Several other members make more conventionally beautiful music, including Cassel, who was the U.S. National Scottish Fiddling Champion at one point in her career. Joe Walsh is a bluegrass mandolinist. Brittany Haas and Natalie Haas are sisters who play fiddle and cello respectively. Brittany often plays with Lauren Rioux, an Appalachian fiddler.

For the first time, the camp features folk singer Lily Henley, a musician who took up singing Israeli and Arabic music after an inspirational trip abroad. She and singer/songwriter Kai Welch teach voice at the camp, a fundamental skill for fiddlers, Block says.

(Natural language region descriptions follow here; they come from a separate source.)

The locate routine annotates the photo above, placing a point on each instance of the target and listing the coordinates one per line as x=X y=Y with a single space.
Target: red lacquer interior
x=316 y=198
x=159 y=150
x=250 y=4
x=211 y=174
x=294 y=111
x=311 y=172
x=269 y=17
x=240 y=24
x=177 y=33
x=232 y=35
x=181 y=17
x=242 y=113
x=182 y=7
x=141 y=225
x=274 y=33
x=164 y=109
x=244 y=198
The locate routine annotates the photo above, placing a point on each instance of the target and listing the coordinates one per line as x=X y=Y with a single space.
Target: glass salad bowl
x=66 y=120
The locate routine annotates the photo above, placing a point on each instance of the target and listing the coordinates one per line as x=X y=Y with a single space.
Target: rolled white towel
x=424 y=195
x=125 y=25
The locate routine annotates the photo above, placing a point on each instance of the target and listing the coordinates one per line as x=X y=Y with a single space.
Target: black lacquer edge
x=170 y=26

In prior years the camp was held at Storm Grove Middle School, the Freshman Learning Center with its faculty concerts performed at the Vero Beach High School Performing Arts Center. The out-of-town campers – about half the 100 in attendance – as well as the faculty stay at the Aquarius motel on the south island. Poolside jam sessions are a nightly ritual and easily enjoyed by passers-by, for anyone who can’t get enough at the festival.

Block himself says this is a new experience. “I’ve run festivals in Brooklyn,” says Block. “But nothing quite like this.”

The Vero Beach International Music Festival begins at 10 a.m. July 5 at First Presbyterian Church in Vero Beach. For more information and to purchase tickets, go to www.VeroBeachInternationalMusicFestival.com. Tickets are also available at the Cultural Council office on 14th Ave. downtown, as well as at the door the day of the festival. An adult day pass is $15; children’s passes are $5.